The Koirala government formed after the reinstatement of Parliament in Nepal was, however, quick to realise the significance of the depoliticisation of the economic in order to sustain the Nepali State’s role as the local agency for global and regional capital. Negotiations with the Maoists are making the international forces, especially India and the US, increasingly nervous. The rushed visit to India and Mahat’s presentation before Indian capitalists was to assure Indian and other ‘donors’ that they have not deviated from the neoliberal path. The act of presenting the budget without consulting the Maoists is part of this design. What else could be the reason to overload any future regime with so many prior obligations, but to reassure the supremacy of global capitalist interests after the post-April fluidity?
This brings us to another neoliberal ideological element, which is subtly evident in Mahat’s statement quoted in the first section, where he seeks to pose democracy as the end not the means to attain economic development. This is intrinsically part of the same project of depoliticisation of the economic. If democracy is the end, you do not need to practise democracy in deciding and pursuing the course of economic development. On the contrary, the elite push for liberalisation will itself engender democracy. So wait and suffer!
Of course, this is the ideal of bourgeois democracy: a system of elite decision and public ratification, as Chomsky defines it. But did Nepali people really come on the streets and suffer bullets for this brand of democracy? Royal regression can go, but the Nepali leadership continues to serve the neo-liberal counter-revolution, that leaves the lives of the labouring majority at the mercy of the ups and downs of the globalising market.

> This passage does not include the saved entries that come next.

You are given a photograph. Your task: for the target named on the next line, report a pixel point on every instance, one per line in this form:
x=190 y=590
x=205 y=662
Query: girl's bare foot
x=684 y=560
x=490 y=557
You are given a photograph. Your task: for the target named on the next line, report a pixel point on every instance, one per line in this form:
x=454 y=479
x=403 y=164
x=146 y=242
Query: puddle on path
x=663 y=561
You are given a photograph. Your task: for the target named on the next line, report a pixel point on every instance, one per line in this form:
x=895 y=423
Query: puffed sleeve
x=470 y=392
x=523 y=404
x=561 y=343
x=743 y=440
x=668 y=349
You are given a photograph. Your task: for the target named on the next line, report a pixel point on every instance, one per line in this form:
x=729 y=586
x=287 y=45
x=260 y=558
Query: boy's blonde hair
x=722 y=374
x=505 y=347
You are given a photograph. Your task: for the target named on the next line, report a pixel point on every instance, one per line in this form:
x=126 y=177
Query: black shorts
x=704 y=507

Under the neoliberal regime, capital effectively dodges every regulation and controls politics by threatening to fly away in the wake of any uncomfortable circumstances, while the political elite rationalises its anti-labour policies in the name of making the environment investment-friendly. In the name of removing market imperfections caused by “extra-economic” factors, a new authoritarianism is perpetuated, which Venezuelan Vice-President Jose Vicente Rangel calls, “economic authoritarianism”. This renders the democratic control over human and natural resources impossible, while it instrumentalises the state in favour of the hegemonic market interests. As Rangel further says in his address to the 13th Meeting of the Latin American Economic System (SELA) Council in 2003, “Authoritarianism that is dressed in democratic forms is difficult to fight. The neoliberal model and economic decisions, which sustain and reproduce it, need a democratic façade to feign legitimacy.” Hence, the fetish of elections, as “the beginning and the end of democracy”, while economic authoritarianism continues.